Saleh è il fratellastro di Abdullah. Inam iniziò ad allevare Saleh quando aveva nove anni dopo che il padre morì e sua madre si risposò. Saleh è stato arrestato nel luglio 2009 e condannato a 17 anni di carcere.


“Per tutti questi anni ho sperato che sarebbe stato presto libero. Gli sono rimasti sei anni, ma spero che tornerà da me prima di allora”, dice.

“Viviamo tutti questi anni nella speranza. Se non fosse per la speranza, saremmo morti per la tristezza. Gli anni che passano divorano la giovinezza e la  salute dei nostri figli detenuti nelle carceri.”

Nel 2015, l’esercito israeliano ha arrestato il suo secondo figlio, Abdullah, che è stato condannato a un ergastolo più 30 anni dopo essere stato accusato di aver partecipato all’uccisione di un colono nei pressi dell’insediamento illegale di Shavut Rachel, in Cisgiordania.

Per otto anni e mezzo, a Inam è stato vietato di vedere Saleh, poiché i permessi israeliani concessi a famiglie dei prigionieri si applicano solo a parenti di primo grado, come madre, padre, fratello o figli.

La prima volta che ha potuto vedere Saleh è stato un anno e mezzo fa, quando Abdullah è stato detenuto nella stessa prigione.

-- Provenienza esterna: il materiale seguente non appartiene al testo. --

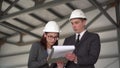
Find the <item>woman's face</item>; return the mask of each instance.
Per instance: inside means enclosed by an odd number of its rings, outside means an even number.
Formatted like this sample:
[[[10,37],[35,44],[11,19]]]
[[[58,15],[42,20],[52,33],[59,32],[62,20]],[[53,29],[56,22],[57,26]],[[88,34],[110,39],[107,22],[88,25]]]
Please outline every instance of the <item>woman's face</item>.
[[[54,45],[56,41],[58,40],[58,32],[48,32],[44,34],[44,37],[46,37],[47,45]]]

“Se non fosse per la speranza, saremmo morti di tristezza”
– Zainab Hamed

“Non ho riconosciuto Saleh in un primo momento. Era cambiato molto. Aveva perso i capelli e i denti gli erano caduti dopo aver preso parte a uno sciopero della fame di massa con altri prigionieri nel 2017 per 40 giorni. Era una persona diversa”, ricorda.

Sul tavolo da pranzo dove mangiava con i suoi due figli, Inam siede con le foto di Saleh e Abdullah di fronte a lei. “Non riesco a credere che siano trascorsi tutti questi anni da quando sono via”, afferma.

“Ogni giorno che mi siedo su questo tavolo senza di loro, piango e ricordo tutti i momenti che ci hanno riunito.”

Ad ogni visita per vedere Abdullah, Inam ritorna con una frase in mente: “Il mese prossimo verrò a trovarvi a casa. Non vi lascerò neanche un secondo. Vi sarò vicino per sempre.”

Riflettendo sulle parole di suo figlio, dice: “Per noi, una condanna a vita non significa per sempre. Non significa nulla per noi finché crediamo nella speranza e nella libertà”.